While there have been a number of calls for the replacement of the current marking scheme with a rebate scheme, a change of this nature would impact on a wide range of users, would be costly to implement and would, itself, be at risk from fraud. Marked gas oil has a variety of uses including the propulsion of trains, the operation of agricultural, construction and industrial machinery, commercial sea-navigation (including fishing) and commercial and home heating purposes. A change to a rebate system for all users would involve the establishment of an expensive repayments system and place a new administrative burden on oil traders, users and the Revenue Commissioners. It would also impose significant cashflow costs for those currently using marked gas oil. Also, repayment schemes are vulnerable to abuse and the introduction of a wide-ranging scheme such as that proposed would not necessarily offer greater security against fraud than the current arrangements.

It has been suggested recently that huge savings could be made by moving from the current system of marking rebated fuel to one based on making repayments to those users that currently use marked fuel. This seems to be based on the erroneous view that adding the prescribed markers to rebated fuel is exceptionally costly and is borne by the Exchequer. This is not the case; the cost of the markers is negligible and is borne by the industry. The cost to the Exchequer of marked fuel is the tax foregone and an alternative system based on direct repayments to users would not produce any savings for the Exchequer and might be more costly if the incidence of fraud were greater. If the fuel for off-road use was not marked under the new system, it could be diverted easily to road use; if it was marked it could be laundered as at present. It would also be the case that marked fuel from Northern Ireland would continue to be available and could be laundered by fuel criminals based in Border areas.

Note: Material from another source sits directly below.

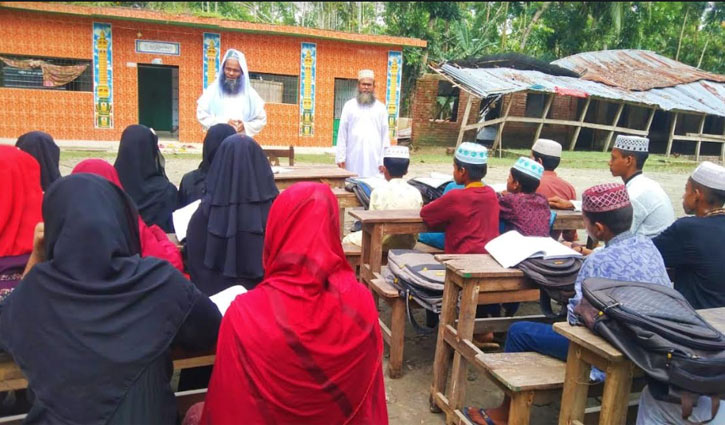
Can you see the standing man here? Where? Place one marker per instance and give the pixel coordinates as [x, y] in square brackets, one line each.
[230, 99]
[363, 133]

For these reasons, I am not proposing any change to the existing scheme. I strongly support the current strategy bring implemented by Revenue and am confident that it will succeed with the co-operation and support of the legitimate trade. I am informed by the Revenue Commissioners that the industry has worked very closely with them in developing and implementing their strategy. Revenue regularly reminds motorists and the public generally that, in addition to its impact on the Exchequer and legitimate trade, they should be aware of the risks posed to their vehicles by using laundered fuel and the fact that sourcing fuel in this way is funding criminal activity. The legitimate retail trade can also contribute to closing down this illegitimate trade by providing information on the outlets that are selling laundered diesel. Revenue chairs the Hidden Economy Monitoring Group (HEMG) and has established regional sub-groups of the HEMG to facilitate the reporting of information by traders through their representative associations. Retailers who suspect or have evidence that laundered diesel is being sold in their area should report this through their representative associations to the Revenue. Such reports are treated as confidential and are fully investigated by Revenue.

Question No. 112 answered with Question No. 103.
Question No. 113 answered with Question No. 95.
Question No. 114 answered with Question No. 88.